Someone posted a quote from Curt Flood Jr.: "I have not read Mr. Chass’s blog, however, the incident DID in fact happen to my father and my mother. But according to my parents, Mr. Musial was not in the restaurant. His doorman that night called Mr. Musial by telephone, but by the time it could rectified, my parents were pretty much fed up with not being fed up."
And I posted: "And it was only a few months ago (mid-December 2010) that Chass failed to verify a story about Tom Verducci (for the first time ever in his entire career, he says!) and was reminded "that a reporter always has to check and verify his information". I guess it’s time for Murray The Blogger to be reminded yet again about the very first rule of journalism.
I liked this enough to click through and read more, which is rare for me. I always enjoy the quotes Allan runs, but seldom need to go any further.
I really related to Posnanski's feelings and memories of his moment of moral cowardice. I have two such moments in my memory. Both occurred when I was very young, in grade school, but I never forgot them, and never completely forgave myself for them, either. I feel I know how he feels when he thinks about that young man in the barber shop.
Now I see how good it was that I never forgot those moments - how useful those memories have been, how they helped steer me as I got older.
I haven't read Chass yet, don't think I will.
Sad about Marvin Miller, too. He's long been a hero of mine and I hate to see his name connected with such crap.
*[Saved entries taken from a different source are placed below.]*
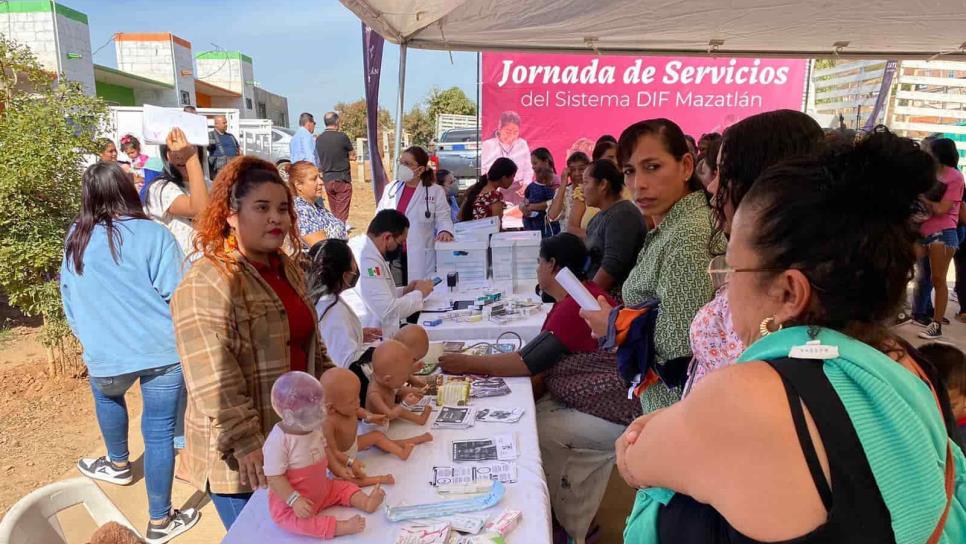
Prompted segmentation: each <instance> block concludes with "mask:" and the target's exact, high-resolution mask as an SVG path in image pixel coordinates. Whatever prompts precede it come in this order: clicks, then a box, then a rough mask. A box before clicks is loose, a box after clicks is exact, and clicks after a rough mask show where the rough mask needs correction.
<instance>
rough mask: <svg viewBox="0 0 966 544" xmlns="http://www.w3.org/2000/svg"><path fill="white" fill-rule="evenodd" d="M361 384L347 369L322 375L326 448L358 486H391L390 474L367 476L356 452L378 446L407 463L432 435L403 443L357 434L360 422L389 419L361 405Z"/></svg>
mask: <svg viewBox="0 0 966 544" xmlns="http://www.w3.org/2000/svg"><path fill="white" fill-rule="evenodd" d="M361 385H362V384H361V382H360V381H359V377H358V376H356V375H355V373H353V372H352V371H351V370H346V369H344V368H331V369H329V370H327V371H326V372H325V374H323V375H322V390H323V392H324V394H325V410H326V416H325V424H324V425H323V426H322V430H323V431H324V433H325V443H326V447H328V448H329V451H331V452H332V457H334V459H335V460H336V462H338V463H340V464H342V465H345V466H347V467H349V469H350V470H351V471H352V475H353V477H352V478H351V479H350V481H352V482H354V483H356V484H357V485H360V486H363V487H366V486H370V485H376V484H378V483H382V484H392V483H395V480H394V479H393V477H392V476H391V475H388V474H387V475H384V476H371V477H370V476H367V475H366V473H365V465H364V464H363V463H362V461H359V460H357V459H356V458H355V456H356V453H357V452H359V451H361V450H366V449H369V448H370V447H372V446H376V447H378V448H379V449H381V450H383V451H385V452H388V453H391V454H393V455H395V456H396V457H399V458H400V459H402V460H403V461H405V460H406V459H409V454H410V453H412V451H413V448H415V447H416V445H417V444H422V443H423V442H429V441H430V440H432V439H433V435H431V434H429V433H425V434H421V435H419V436H414V437H412V438H406V439H404V440H391V439H390V438H388V437H387V436H386V435H385V434H384V433H382V432H381V431H372V432H368V433H365V434H358V425H357V424H358V421H359V419H362V420H364V421H366V422H368V423H379V422H384V421H387V420H388V417H387V416H384V415H376V414H373V413H371V412H369V411H368V410H366V409H364V408H361V407H360V406H359V389H360V388H361Z"/></svg>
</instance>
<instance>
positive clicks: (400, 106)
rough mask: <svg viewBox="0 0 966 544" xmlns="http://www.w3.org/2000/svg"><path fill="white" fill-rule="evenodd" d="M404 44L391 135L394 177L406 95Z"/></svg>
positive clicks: (399, 142) (401, 139)
mask: <svg viewBox="0 0 966 544" xmlns="http://www.w3.org/2000/svg"><path fill="white" fill-rule="evenodd" d="M407 49H408V47H407V46H406V44H405V43H401V44H400V45H399V96H398V101H397V102H396V131H395V134H394V135H393V140H394V141H393V145H392V161H393V162H392V175H393V178H395V176H396V164H397V163H398V162H399V148H400V146H401V144H402V115H403V113H402V110H403V99H404V98H405V95H406V50H407Z"/></svg>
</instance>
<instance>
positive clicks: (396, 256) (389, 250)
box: [383, 244, 402, 262]
mask: <svg viewBox="0 0 966 544" xmlns="http://www.w3.org/2000/svg"><path fill="white" fill-rule="evenodd" d="M383 257H385V259H386V261H387V262H391V261H398V260H399V259H400V258H402V244H399V245H397V246H396V249H393V250H391V251H390V250H388V249H387V250H386V254H385V255H384V256H383Z"/></svg>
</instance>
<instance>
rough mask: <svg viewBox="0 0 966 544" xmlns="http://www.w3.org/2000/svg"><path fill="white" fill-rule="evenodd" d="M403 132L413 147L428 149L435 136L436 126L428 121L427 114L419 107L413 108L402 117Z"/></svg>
mask: <svg viewBox="0 0 966 544" xmlns="http://www.w3.org/2000/svg"><path fill="white" fill-rule="evenodd" d="M403 130H404V131H406V132H408V133H409V137H410V138H411V140H412V144H413V145H420V146H423V147H429V144H430V142H432V141H433V138H434V137H435V135H436V125H435V123H433V122H432V121H430V119H429V114H427V113H426V112H425V111H423V109H422V108H420V107H419V106H413V109H411V110H409V113H407V114H406V115H404V116H403Z"/></svg>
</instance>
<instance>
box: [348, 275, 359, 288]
mask: <svg viewBox="0 0 966 544" xmlns="http://www.w3.org/2000/svg"><path fill="white" fill-rule="evenodd" d="M357 283H359V273H358V272H356V273H355V274H352V279H350V280H349V285H348V286H347V289H352V288H353V287H355V286H356V284H357Z"/></svg>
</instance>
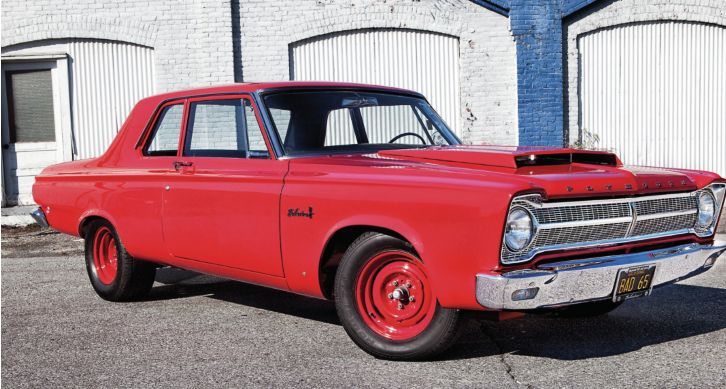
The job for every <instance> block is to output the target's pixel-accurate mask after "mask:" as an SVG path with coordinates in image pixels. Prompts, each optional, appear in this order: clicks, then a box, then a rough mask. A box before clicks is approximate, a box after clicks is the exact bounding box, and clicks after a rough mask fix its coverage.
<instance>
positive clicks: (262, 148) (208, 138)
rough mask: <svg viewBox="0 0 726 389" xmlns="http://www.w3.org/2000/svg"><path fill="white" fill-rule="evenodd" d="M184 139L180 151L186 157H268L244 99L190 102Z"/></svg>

I remind myself that no one is perfect.
Murray Chass continues to prove the point that stupidity has no bounds.
Chass failed to verify a few key facts. One, according to Ralph Kiner, it was Marty Marion of the Cards who represented the players in drafting the pension plan in 1946. Two, Musial did not discuss the offer from the Mexican League in 1946 with team owner, Gussie Busch, because Gussie Busch did not own the Cardinals until 1953. Three, Curt Flood Jr directly contradicts what Marvin Miller allegedly told Chass. Four, all accounts have Slaughter attempting to organize a boycott and that it was Musial who stopped the boycott from even being organized. Chass has attempted to spread lies and false facts, and is being taken to task for it.